I, Not the Lord

Sharing Options

It has been a few days, but I was asked to respond to a piece here from a friendly critic of my fictional letter to a wife who was preparing to leave her husband. The central thing that I would like to contest is this:

“In fact, this piece straightforwardly reverses what God actually says. Doug’s counsel here is false teaching, because the very scriptures he appeals to say precisely the opposite of what he claims.”

And this:

“He is trying to straddle two horses: the word of God, and the feelings of women.”

As I trust I can show below, what I wrote was not an appeal to two authorities (for who can serve two masters?). Only Scripture is the final authority. But Scripture, our final authority, is not calloused toward the feelings of wronged women—or wronged men too, for that matter.

My critic is Bnonn Tennant, and I believe he is misreading me over the meaning of not I, but the Lord and the subsequent phrase I, not the Lord. No doubt I contributed to this confusion when I said in my original piece that v. 11 was apostolic advice. Because many people take I, not the Lord as Paul disclaiming inspiration at that point, reducing it to just advice, it would be easy for them to think that I was maintaining that, and then, being “gobsmacked” when I plugged the counsel of v. 11 into Paul’s “uninspired bit,” instead of where it belonged, in the inspired not I, but the Lord part. When I started this paragraph I was hoping to make things clearer as I went on . . .

Jesus taught on marriage and divorce in the course of His earthly ministry. He was addressing, overwhelmingly, the marriages between covenant believers. That was His context. In that context, He gave one exception that allowed for divorce and remarriage, and that exception was when there had been sexual uncleanness on the part of the guilty spouse (Matt. 19:3-9).

But when the gospel exploded out into the pagan world, a new phenomenon started to develop. It became common enough that it became a pressing pastoral issue, and that was the fact of mixed marriages—a believer married to a non-believer. In our passage, Paul is answering a question the Corinthians had about this very issue—is it a sin to have sex with a pagan? Paul says no, it is not. What about if it results in children?
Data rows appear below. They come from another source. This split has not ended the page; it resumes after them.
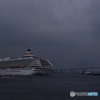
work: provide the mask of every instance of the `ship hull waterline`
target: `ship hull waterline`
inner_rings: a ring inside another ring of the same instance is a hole
[[[0,69],[0,75],[46,75],[50,74],[52,69],[36,70],[35,68],[14,68],[14,69]]]

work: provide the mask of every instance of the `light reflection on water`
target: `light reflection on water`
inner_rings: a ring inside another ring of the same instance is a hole
[[[100,76],[52,74],[46,76],[0,76],[0,100],[71,100],[70,91],[100,93]],[[100,97],[74,97],[74,100]]]

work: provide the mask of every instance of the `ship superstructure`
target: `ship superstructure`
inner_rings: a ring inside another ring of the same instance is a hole
[[[28,49],[23,57],[0,59],[0,75],[49,74],[53,65],[46,59],[34,56]]]

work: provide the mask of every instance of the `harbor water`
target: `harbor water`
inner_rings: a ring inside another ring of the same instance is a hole
[[[70,91],[98,92],[98,96],[70,96]],[[0,76],[0,100],[100,100],[100,76],[51,74]]]

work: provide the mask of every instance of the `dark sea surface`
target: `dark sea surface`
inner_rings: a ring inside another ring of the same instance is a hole
[[[97,97],[70,97],[70,91],[98,92]],[[0,76],[0,100],[100,100],[100,76],[51,74]]]

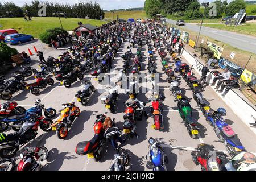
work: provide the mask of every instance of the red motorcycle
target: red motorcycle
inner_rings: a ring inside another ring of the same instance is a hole
[[[25,108],[20,106],[17,107],[17,106],[18,103],[15,101],[6,102],[0,104],[0,118],[14,115],[22,115],[25,113]],[[3,108],[6,109],[3,109]]]
[[[107,142],[103,136],[104,130],[102,125],[106,117],[106,115],[103,114],[97,116],[97,119],[93,125],[94,136],[90,141],[79,142],[76,147],[76,154],[80,155],[87,155],[88,159],[94,158],[96,162],[101,159],[103,149]]]
[[[23,84],[27,89],[30,90],[30,92],[33,95],[38,95],[39,94],[40,89],[43,89],[47,86],[47,84],[52,85],[54,84],[54,80],[52,78],[46,78],[45,76],[43,76],[42,73],[36,73],[34,75],[36,82],[32,84],[27,84],[24,82]]]
[[[151,100],[153,101],[152,105],[150,105],[151,112],[153,114],[153,120],[154,124],[152,125],[152,128],[155,130],[163,130],[164,124],[163,121],[163,115],[161,114],[162,105],[159,103],[159,96],[154,95]]]
[[[21,160],[18,163],[17,171],[40,171],[43,167],[41,162],[49,154],[45,147],[26,148],[20,153]]]
[[[215,151],[212,145],[202,143],[196,151],[192,151],[192,160],[196,165],[201,165],[202,171],[226,171],[225,164],[229,162],[228,155]]]

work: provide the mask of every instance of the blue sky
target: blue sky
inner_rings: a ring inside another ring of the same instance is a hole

No worries, if at least one of the parents is holy then the children are holy (1 Cor. 7:14).

So I take the phrase not I, but the Lord as Paul first talking about the same context that Jesus was dealing with in His earthly ministry, the marriage of two believers. In that setting, the only thing that could justify divorce and remarriage is the guilt of porneias on the part of the other spouse. Then I take the phrase I, not the Lord as Paul’s apostolic and authoritative law for mixed marriages. If the unbeliever is “pleased to be together with” the believer (suneudokeo), then the believer must not separate simply because of the unbelief of their spouse. But if the unbeliever rejects the believer, then the believer is not bound in such circumstances. And this leads to the second justification for lawful divorce and remarriage—willful rejection of a believer by an unbeliever. This is not Paul’s opinion; it is the law of God.

So then, verse 11 is talking about intractable conflict between two professing believers (not I, but the Lord). And this explains why the separating party does not have the liberty to pursue any other relationships. This is why they must remain unmarried, or else be reconciled. Whether they move across town or not, the marriage vows are still operative.

When I say that Paul is giving advice here, I am not referring to the restriction placed on any other relationship. That is not advice. The advice part is the where he says not to separate, but in the same breath does not require church discipline if she does separate. When Paul says “don’t do x, but if you do x, then you absolutely must not do y,” we are free to assume that the church would not intervene with discipline at point x, but would intervene at point y.

This is why we would allow a woman in our congregation, if married to (an extraordinarily) difficult man, to separate from him. But if there had not been infidelity, that separation would not bring with it permission to begin a relationship with any others.

So here is my amplified and paraphrased version of the passage in question. I am throwing in the extra words to highlight how I read this.

“And to the married I pass on the command that the Lord Jesus taught us, which is that a wife must not leave her husband. But if she does depart from him, then she must remain unmarried or be reconciled to her husband again. She is still bound by the law of marriage. And likewise the husband should not put away his wife.

But regarding these new situations, these mixed marriages, that Jesus did not address directly, I will speak to them as the Lord’s apostle. If any brother has an unbelieving wife, and she is pleased to live with him, then he must not divorce her. And if a woman has an unbelieving husband, and he is pleased to live with her, then she must not leave him. For the unbelieving husband is sanctified by the wife, and the unbelieving wife is sanctified by the husband—otherwise the children of such a union would be unclean. But as it is, the children are holy ones or saints. But if the unbeliever leaves, then let him leave. A brother or a sister is not bound by the marriage vows in such cases—for God has called us to peace. For how do you know, o wife, if you will save your husband? Or how do you know, o man, if you will save your wife?” (1 Cor. 7:10–16).